A Novel HPLC-MS/MS Method for the Intracellular Quantification of the Active Triphosphate Metabolite of Remdesivir: GS-443902.

Background: Remdesivir (RDV) is a broad-spectrum antiviral prodrug, which is rapidly metabolized in vivo within cells to the pharmacologically active triphosphate metabolite, GS-443902. On the other hand, the dephosphorylated metabolite GS-441524 is the main form detected in plasma. RDV acts against RNA viruses, and it was the first antiviral drug to receive EMA and FDA approval for treating COVID-19. Nevertheless, its intracellular pharmacokinetics in real life are poorly explored, particularly due to technical challenges.

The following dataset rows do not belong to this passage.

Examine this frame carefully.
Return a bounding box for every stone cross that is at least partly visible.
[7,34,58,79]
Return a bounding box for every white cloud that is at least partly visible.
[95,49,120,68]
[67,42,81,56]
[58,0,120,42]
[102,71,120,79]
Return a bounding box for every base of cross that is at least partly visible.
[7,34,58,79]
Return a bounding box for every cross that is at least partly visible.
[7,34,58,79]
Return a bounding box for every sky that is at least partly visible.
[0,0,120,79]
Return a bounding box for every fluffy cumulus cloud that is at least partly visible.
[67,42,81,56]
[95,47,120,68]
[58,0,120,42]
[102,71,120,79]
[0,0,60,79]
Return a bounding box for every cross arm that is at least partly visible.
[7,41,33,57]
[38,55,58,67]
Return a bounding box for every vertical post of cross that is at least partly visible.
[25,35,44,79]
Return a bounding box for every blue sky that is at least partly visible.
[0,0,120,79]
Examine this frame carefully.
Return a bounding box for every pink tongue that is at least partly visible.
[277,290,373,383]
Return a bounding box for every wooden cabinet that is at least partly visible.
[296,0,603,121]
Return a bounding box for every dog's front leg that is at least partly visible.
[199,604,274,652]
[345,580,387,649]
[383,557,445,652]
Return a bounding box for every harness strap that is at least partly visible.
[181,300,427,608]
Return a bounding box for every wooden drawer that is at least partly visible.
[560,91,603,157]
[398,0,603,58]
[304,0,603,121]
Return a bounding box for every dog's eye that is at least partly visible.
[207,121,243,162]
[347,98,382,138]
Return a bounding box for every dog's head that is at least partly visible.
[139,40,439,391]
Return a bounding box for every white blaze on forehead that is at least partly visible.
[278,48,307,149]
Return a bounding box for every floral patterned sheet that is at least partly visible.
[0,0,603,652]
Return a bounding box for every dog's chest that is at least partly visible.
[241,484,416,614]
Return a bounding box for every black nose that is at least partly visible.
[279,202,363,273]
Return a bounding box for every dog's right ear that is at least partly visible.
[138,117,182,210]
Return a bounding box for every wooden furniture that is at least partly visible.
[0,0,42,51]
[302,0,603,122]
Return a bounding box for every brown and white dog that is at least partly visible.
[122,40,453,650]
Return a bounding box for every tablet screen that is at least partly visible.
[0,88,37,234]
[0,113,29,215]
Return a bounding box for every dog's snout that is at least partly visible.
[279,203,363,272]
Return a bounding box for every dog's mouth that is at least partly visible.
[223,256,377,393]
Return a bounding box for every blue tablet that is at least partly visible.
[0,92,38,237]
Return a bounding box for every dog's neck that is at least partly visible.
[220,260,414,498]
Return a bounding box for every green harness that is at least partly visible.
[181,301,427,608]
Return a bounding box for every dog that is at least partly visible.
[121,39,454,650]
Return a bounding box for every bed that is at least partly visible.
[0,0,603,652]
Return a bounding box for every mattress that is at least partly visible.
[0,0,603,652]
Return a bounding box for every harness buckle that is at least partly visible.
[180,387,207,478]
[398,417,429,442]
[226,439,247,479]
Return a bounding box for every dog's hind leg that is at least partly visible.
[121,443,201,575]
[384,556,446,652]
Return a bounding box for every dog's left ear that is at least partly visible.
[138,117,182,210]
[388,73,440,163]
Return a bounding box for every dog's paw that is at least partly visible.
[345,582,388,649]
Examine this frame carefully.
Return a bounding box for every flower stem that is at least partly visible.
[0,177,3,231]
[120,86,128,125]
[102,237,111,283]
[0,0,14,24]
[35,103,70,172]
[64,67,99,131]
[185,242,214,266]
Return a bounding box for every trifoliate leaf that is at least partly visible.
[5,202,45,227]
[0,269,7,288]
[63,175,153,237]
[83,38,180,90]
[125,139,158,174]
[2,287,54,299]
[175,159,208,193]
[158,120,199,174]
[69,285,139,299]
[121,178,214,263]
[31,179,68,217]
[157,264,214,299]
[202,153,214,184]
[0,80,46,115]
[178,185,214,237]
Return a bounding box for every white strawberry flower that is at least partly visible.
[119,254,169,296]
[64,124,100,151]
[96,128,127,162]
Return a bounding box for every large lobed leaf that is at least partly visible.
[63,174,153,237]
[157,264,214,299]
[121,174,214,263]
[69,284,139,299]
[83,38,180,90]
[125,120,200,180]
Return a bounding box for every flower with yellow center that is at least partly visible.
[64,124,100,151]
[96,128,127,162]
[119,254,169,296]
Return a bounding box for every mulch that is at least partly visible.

Methods: The aim of this study was to validate an HPLC-MS/MS method for the direct quantification of GS-443902 in peripheral blood mononuclear cells (PBMCs) with a chromatographic separation of 15 min.

Results: The method was validated following EMA and FDA guidelines in terms of sensitivity, specificity, accuracy, precision, matrix effect, recovery, carryover, and stability, and then applied to PBMC isolates from a small cohort of patients with severe COVID-19 who received RDV.

Conclusions: This work represents the first method for the direct quantification of GS-443902 in PBMCs, with possible future application to intracellular pharmacokinetic studies in different scenarios, such as new oral prodrugs or drug-drug interaction studies.